Planning a Trip
It's more comfortable taking the train to Plzen than the bus. A fast train from Prague whisks travelers to Plzen in just under 2 hours without you having to witness the mayhem caused by Czech drivers. Trains between the two cities are just as plentiful and fit almost every schedule. The train costs 210Kc ($10/£5) first class or 140Kc ($6.65/£3.35) second class. To get from the train station to town, walk out the main entrance and take Americká Street across the river; turn right onto Jungmannova, which leads to the main square.
The bus trip from Prague takes 1 1/2 hours, and it tends to be cramped. It costs 80Kc ($3.80/£1.90) one-way. If you do take the bus, head back into town along Husova to get to the square.
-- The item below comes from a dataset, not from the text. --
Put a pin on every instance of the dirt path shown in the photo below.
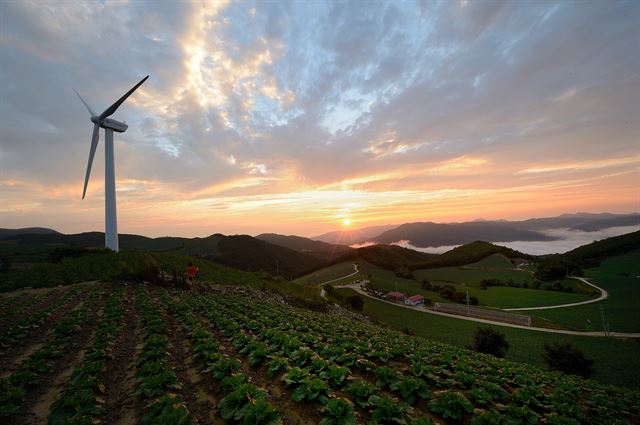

Thanks to the government's highway-building scheme, Plzen has moved closer to Prague -- or at least it seems that way. A once treacherous 2-hour drive on a narrow two-lane highway has been replaced by an easy 45-minute cruise on the Highway D5, which leaves Prague from the west.
Trying to be as visitor-friendly as possible, the City Information Center Plzen, námestí Republiky 41, 301 16 Plzen (tel. 378-035-330; fax 378-035-332; www.icpilsen.cz or www.plzen-city.cz), is packed with literature to answer your questions. It is open daily 9am to 6pm.
If you're an American or speak English, being in Plzen in May is quite an experience. May 8 marks the day when Gen. George S. Patton was forced to halt his advance after liberating the area, thanks to an Allied agreement to stop. The Russians were allowed to free Prague, becoming its successor superpower, as decided at Yalta in 1944. Forty years of Communist oppression, however, means that the town now celebrates Liberation Day with a vengeance. You'll be feted and praised into the wee hours, as the city's people give thanks to the forces that ended Nazi occupation.
In mid-August the city hosts a modest music festival called Jazz on the Streets, highlighted with several concerts by top-name Czech musicians.
Anxious to capitalize on its beer heritage and always happy to celebrate, Plzen has started its own Oktoberfest, called Pivní slavnosti (Beer fest), which takes place in the end of September and beginning of October.
For more details on festivities for all events, contact the City Information Center Plzen.
Plzen's old core is centered around námestí Republiky. All of the sights, including the brewery, are no more than a 10-minute walk from here.